U.S. Ambassador to Syria Robert Ford today described what he called “atrocious” and “ghastly” abuses of Syrian opposition figures, protesters, and even bystanders at the hands of President Assad’s security forces. He said almost 2,000 people have been killed so far as the regime continues to crack down on an uprising that threatens to oust Assad from power.
“In general, their behavior has been atrocious. And their recent actions that we read about the newspaper these days only underline again that the Syrian government is unwilling to lead the democratic transition that the Syrian people themselves demand,” he said.
Ford, who arrived in Damascus in January only after a recess appointment, sat before the Senate Foreign Relations Committee for a confirmation hearing this afternoon.
“With respect to the violence, it’s getting worse — the Syrian government’s constant brutality; its refusal to allow peaceful marches; its insistence on widespread arrest campaigns; and its atrocious torture — the reports you read about the detention conditions are just ghastly,” he told the panel.
Ford veered from his prepared remarks to describe the extent of the bloodshed.
“The government’s response has been brutal; it has been outrageous. Nearly 2,000 people have been killed by the Syrian security forces and thousands more arrested and held in barbaric conditions,” he said.
He said that compared to the dramatic crackdown on protestors in Egypt, which were broadcast around the world, the clamp down in Syria. There 900 people died, compared to 2,000 so far in Syria, yet Egypt has a population four times larger.
Ambassador Ford also described his controversial trip to the restive city of Hama, which sparked protests in front of the US embassy.

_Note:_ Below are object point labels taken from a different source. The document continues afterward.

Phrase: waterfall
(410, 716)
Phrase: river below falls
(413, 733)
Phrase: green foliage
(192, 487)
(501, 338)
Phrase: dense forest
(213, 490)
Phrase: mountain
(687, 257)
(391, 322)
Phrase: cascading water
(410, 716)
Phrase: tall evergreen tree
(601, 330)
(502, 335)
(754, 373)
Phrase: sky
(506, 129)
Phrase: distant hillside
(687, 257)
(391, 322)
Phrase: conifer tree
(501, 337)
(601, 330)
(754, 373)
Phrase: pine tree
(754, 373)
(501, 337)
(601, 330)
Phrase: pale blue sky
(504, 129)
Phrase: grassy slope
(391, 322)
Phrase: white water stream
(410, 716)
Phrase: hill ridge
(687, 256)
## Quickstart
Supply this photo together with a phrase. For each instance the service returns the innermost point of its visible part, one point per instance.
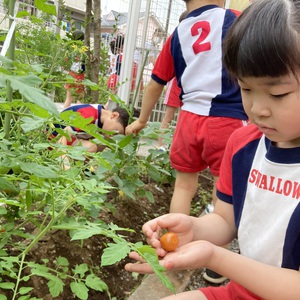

“The Syrian government was saying there are armed groups up in Hama. I went there. I didn’t see a single gun. The most dangerous weapon I saw was a slingshot. We need to be clear about what the nature of the violence is and where it comes from. The responsibility lies with President Assad and his government,” he said.
“When we came up to the first checkpoint, very frankly — the locals’ checkpoint, not a government checkpoint — we weren’t sure if they were going to be armed or not, and we were a little nervous. But the second point I came with was they are not against foreigners. We told them we were American diplomats. They said, “Oh, America, great. Go ahead. Please pass,” you know, whatever,” Ford recalled.
“We got kind of lost in Hama. We should have had a map, but we didn’t. So we had to stop and ask for directions, and they actually got in the car and took us to where we wanted to go. They were very nice, invited us to lunch, et cetera,” he said, adding that he didn’t sense any anti-American sentiment.
“In fact, I think they appreciated the attention that the United States showed to their cause and that they were peaceful. They asked who I was. When I said, “I’m the American ambassador,” several of them said, “Oh, come on. Who are you really?” So they didn’t believe me till I gave them some business cards,” he added.